You may be thinking now that all this is potentially very expensive. After all, even propositional SAT was already NP-complete. Indeed, SMT solving is in general at least NP-hard, but can be, depending on the logic in question, much worse still, up to undecidable. Even such simple logics as the integers with addition and multiplication are, in fact, already undecidable (though, funnily enough, the same logic with the reals is decidable). Luckily for us, bitvectors are decidable, and even in cases of undecidable logics, SMT solvers are often available, though with the added caveat of possible unknown result (which unfortunately often already occurs for relatively simple formulae).

conclusion

And that is all there is about logic, at least for today. Though the discussion was long, it will surely come in handy many times in the future.
We will conclude with some problems to think about:
  1. What kind of simplifying heuristics can DPLL make? Remember that the formula must be in CNF.

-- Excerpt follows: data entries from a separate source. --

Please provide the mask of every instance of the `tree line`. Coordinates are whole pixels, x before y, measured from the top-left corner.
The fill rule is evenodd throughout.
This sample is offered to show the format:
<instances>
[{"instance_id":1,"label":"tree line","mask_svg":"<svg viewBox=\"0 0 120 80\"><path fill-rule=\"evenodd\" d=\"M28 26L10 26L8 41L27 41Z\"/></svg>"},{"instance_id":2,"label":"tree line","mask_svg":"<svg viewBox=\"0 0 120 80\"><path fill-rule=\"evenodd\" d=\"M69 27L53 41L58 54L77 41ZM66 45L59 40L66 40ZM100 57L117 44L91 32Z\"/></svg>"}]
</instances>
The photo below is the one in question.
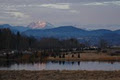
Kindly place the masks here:
<instances>
[{"instance_id":1,"label":"tree line","mask_svg":"<svg viewBox=\"0 0 120 80\"><path fill-rule=\"evenodd\" d=\"M23 36L19 32L14 34L10 29L0 29L0 50L3 49L81 49L84 44L79 43L77 39L59 40L56 38L41 38L40 40L34 37Z\"/></svg>"}]
</instances>

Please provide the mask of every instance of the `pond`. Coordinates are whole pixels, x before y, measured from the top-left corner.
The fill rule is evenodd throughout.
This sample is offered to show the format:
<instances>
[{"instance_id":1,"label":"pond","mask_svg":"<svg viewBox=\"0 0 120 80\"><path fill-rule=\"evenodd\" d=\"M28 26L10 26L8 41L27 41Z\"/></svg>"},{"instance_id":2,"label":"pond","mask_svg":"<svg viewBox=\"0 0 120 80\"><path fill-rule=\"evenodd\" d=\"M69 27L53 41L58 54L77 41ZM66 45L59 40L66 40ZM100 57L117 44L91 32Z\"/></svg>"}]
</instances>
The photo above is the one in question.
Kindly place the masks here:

  2. Give formal semantics of the universal quantifier using substitution.
  3. Give an example of at least two different structures for the language of set theory.
  4. Give an example of a formula that is valid (i.e. true in every valuation) when interpreted over the real numbers, but not valid over the integers.
  5. Give an example of a formula that is valid over the integers and an intuitively similar formula that is not valid over 32-bit bitvectors.